Genomic sequencing of SARS-CoV-2 has shown that the virus was transmitted into the human population in China in mid-November before spreading throughout the world. Because many of the early cases were linked to a wet market in Wuhan, it is most likely that the spillover occurred there, although no close relative to the SARS-CoV-2 virus has been isolated anywhere in the world allowing us to identify the animal host.
Gathering real-time data about the genome of a virus during an outbreak provides vital information not just about the virus’ spread and rate of evolution but also about its adaptation to human hosts, antiviral therapies, or vaccines.
One difficulty of the technique is sampling bias. More than 90,000 genome sequences of SARS-CoV-2 have been generated, an astonishing achievement, but two-thirds of them come from the United Kingdom and the United States, meaning that other locations are poorly represented and lineages are missed. ARTIC network methods are helping more groups establish real-time genome sequencing capacity to assist the international effort and reduce the sampling bias.
The larger goal of this work is to guide public health policy. As many areas are now trying to ease lockdown restrictions, countries such as China and South Korea have shown that testing, tracing, and isolation are highly effective measures for controlling the spread of the novel coronavirus. In addition to drawing up a list of contacts a person with Covid-19 might have had, and reaching out to each one, genomic surveillance of individual cases can help fine tune the picture, splitting cases that look identical but that may have different origins. Samples collected via home testing kits can be sequenced to detect unknown clusters of related cases, while the technology can also be used to confirm presumptive clusters such as outbreaks in nursing homes or factories to guide public health policy.
Don’t get me wrong: Genomic surveillance is no substitute for traditional epidemiologic methods, which involve painstaking investigation of all cases. But it can help make the tracing process more efficient. Deploying mini-sequencers in laboratories across the country and analyzing samples in real time will enhance our collective understanding of how the infection picture is changing. My hope is that more and more institutions will begin to adopt this method in both populated and remote areas.
An exciting but further-off application of genomic sequencing is prediction. Someday, DNA sequencers could become so ubiquitous they’d be embedded in people’s smartphones, continually analyzing DNA or RNA from the environment.
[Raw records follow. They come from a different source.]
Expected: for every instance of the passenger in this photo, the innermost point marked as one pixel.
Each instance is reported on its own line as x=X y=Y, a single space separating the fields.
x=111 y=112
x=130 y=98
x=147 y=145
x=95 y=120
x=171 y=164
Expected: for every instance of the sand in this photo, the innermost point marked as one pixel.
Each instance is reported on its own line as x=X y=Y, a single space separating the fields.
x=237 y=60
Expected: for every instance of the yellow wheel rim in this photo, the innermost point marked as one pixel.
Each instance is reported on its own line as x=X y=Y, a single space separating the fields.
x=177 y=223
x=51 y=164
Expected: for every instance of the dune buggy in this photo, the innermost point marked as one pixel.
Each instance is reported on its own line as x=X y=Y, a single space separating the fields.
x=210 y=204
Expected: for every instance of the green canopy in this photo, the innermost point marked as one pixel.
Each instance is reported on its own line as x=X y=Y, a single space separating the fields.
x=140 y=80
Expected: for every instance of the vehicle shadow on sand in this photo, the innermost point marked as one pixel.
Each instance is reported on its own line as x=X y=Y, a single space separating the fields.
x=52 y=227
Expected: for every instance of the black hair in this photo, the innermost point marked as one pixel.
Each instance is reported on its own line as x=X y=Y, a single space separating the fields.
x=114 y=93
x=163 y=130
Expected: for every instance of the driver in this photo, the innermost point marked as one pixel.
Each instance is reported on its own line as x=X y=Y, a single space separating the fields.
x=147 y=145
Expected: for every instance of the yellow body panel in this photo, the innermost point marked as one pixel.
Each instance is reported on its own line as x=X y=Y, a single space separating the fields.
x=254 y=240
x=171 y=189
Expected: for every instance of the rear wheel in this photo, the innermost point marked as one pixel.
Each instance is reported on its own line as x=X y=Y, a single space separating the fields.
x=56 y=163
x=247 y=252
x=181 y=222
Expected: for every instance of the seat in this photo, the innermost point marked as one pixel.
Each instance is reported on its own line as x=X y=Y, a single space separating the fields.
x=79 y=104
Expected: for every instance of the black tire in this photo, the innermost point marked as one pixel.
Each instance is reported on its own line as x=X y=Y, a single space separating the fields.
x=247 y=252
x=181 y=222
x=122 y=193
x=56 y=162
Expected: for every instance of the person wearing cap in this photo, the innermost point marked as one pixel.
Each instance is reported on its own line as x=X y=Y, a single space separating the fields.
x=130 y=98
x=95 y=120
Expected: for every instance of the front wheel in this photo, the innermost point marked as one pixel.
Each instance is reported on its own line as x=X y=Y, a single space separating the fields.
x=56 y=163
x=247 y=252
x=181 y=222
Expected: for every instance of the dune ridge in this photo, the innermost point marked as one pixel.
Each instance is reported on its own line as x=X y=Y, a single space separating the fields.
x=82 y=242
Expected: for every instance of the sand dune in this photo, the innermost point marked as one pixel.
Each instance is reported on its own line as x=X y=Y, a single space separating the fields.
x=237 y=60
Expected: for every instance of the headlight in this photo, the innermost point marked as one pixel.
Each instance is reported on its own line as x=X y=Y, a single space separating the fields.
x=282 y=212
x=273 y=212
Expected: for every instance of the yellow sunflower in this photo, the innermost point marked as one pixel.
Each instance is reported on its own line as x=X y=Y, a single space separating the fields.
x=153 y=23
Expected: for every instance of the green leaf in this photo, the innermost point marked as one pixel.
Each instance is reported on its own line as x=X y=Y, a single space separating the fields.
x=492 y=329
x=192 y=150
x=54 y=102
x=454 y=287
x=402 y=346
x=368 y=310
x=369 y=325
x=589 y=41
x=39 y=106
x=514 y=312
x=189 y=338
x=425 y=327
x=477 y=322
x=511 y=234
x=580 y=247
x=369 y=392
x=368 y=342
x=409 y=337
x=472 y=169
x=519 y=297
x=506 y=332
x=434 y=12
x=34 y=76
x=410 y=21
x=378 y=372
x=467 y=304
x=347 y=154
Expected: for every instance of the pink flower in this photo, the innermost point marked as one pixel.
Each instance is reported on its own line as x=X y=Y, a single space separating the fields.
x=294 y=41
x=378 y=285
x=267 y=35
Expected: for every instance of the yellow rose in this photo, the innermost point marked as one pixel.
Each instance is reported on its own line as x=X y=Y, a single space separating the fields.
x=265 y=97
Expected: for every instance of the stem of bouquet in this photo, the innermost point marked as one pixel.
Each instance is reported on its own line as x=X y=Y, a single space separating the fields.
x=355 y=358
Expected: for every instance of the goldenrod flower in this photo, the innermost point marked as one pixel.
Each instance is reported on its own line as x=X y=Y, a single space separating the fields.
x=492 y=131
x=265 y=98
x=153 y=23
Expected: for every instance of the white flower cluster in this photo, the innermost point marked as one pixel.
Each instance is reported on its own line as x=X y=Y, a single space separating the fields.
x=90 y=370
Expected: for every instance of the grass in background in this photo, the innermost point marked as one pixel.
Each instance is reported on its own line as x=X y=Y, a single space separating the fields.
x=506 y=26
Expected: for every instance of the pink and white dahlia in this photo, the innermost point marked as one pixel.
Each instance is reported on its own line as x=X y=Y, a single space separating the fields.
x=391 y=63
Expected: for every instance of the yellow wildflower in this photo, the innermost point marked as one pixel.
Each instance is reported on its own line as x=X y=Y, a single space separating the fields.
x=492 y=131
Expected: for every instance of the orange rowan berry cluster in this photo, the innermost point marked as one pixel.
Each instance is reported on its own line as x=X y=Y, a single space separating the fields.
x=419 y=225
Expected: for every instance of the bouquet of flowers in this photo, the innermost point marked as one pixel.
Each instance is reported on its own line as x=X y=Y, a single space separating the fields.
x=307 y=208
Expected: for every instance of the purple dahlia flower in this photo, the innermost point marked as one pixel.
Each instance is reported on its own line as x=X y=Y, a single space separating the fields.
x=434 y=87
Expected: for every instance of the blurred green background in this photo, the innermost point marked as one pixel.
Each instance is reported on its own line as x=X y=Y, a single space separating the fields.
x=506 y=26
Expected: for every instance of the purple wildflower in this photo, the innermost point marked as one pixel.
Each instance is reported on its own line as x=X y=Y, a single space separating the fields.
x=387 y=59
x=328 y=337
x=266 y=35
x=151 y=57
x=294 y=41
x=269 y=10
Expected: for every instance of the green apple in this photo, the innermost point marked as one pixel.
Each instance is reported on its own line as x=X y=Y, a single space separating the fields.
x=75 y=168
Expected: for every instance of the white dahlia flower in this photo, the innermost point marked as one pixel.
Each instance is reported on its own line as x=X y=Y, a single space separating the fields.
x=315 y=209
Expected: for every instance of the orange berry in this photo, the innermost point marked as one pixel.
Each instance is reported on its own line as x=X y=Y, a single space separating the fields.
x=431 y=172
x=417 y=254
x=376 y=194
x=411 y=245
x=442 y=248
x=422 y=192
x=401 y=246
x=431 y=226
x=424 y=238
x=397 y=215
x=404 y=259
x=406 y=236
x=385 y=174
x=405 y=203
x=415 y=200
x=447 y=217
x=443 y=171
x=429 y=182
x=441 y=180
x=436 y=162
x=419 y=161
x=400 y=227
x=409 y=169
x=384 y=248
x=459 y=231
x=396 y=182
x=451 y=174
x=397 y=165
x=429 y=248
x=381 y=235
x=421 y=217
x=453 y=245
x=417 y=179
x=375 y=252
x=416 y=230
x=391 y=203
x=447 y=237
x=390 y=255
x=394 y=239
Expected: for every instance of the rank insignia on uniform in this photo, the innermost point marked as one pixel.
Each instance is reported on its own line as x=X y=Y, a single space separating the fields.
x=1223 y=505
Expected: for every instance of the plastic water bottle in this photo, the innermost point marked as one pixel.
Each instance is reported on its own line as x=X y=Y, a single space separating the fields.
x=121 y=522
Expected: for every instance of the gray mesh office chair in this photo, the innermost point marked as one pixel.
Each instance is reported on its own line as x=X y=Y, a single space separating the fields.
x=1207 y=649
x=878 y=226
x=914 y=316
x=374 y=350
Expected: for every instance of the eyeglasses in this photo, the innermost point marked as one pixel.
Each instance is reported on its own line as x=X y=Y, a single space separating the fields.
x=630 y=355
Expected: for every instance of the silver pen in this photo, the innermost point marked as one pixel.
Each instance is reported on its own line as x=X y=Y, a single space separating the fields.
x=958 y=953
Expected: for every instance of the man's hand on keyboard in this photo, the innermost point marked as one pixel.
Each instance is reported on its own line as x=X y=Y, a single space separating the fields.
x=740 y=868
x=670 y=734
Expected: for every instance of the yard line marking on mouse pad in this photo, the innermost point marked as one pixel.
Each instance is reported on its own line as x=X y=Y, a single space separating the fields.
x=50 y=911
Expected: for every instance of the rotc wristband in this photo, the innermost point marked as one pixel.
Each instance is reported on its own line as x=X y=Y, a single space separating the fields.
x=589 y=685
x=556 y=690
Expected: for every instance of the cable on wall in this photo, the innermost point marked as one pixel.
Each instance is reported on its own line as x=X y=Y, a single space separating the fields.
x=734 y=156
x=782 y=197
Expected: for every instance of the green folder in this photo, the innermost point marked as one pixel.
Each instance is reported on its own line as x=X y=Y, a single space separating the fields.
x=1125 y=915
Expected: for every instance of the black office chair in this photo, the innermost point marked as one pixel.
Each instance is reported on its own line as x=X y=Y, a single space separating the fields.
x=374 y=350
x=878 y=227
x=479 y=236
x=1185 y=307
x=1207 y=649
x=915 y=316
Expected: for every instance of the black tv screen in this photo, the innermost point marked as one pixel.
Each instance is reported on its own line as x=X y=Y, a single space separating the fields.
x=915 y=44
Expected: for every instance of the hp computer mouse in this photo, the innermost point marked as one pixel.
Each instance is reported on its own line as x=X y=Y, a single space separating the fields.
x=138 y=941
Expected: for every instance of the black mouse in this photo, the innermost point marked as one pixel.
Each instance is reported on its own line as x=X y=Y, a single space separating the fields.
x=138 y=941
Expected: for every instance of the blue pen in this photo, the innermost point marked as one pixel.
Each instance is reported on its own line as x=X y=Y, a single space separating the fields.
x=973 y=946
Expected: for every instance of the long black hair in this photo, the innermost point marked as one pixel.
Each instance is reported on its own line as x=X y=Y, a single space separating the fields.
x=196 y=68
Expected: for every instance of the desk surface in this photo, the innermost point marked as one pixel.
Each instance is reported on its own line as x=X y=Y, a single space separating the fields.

Potential outbreaks could then be detected before they even get off the ground.
Some have argued for broad genomic surveys to detect animal viruses that have the potential to infect people, but the sheer diversity of viruses in the animal population makes this a big undertaking. If a system had been set up to detect these viruses in advance of the Covid-19 outbreak in Wuhan, China, it might have prevented the pandemic. Although establishing such a sentinel system to detect emerging infectious diseases will require significant investment, I expect this to be a focus of research and development in the wake of the pandemic.
Josh Quick is a UK Research and Innovation Future Leaders fellow at the Institute of Microbiology and Infection at the University of Birmingham.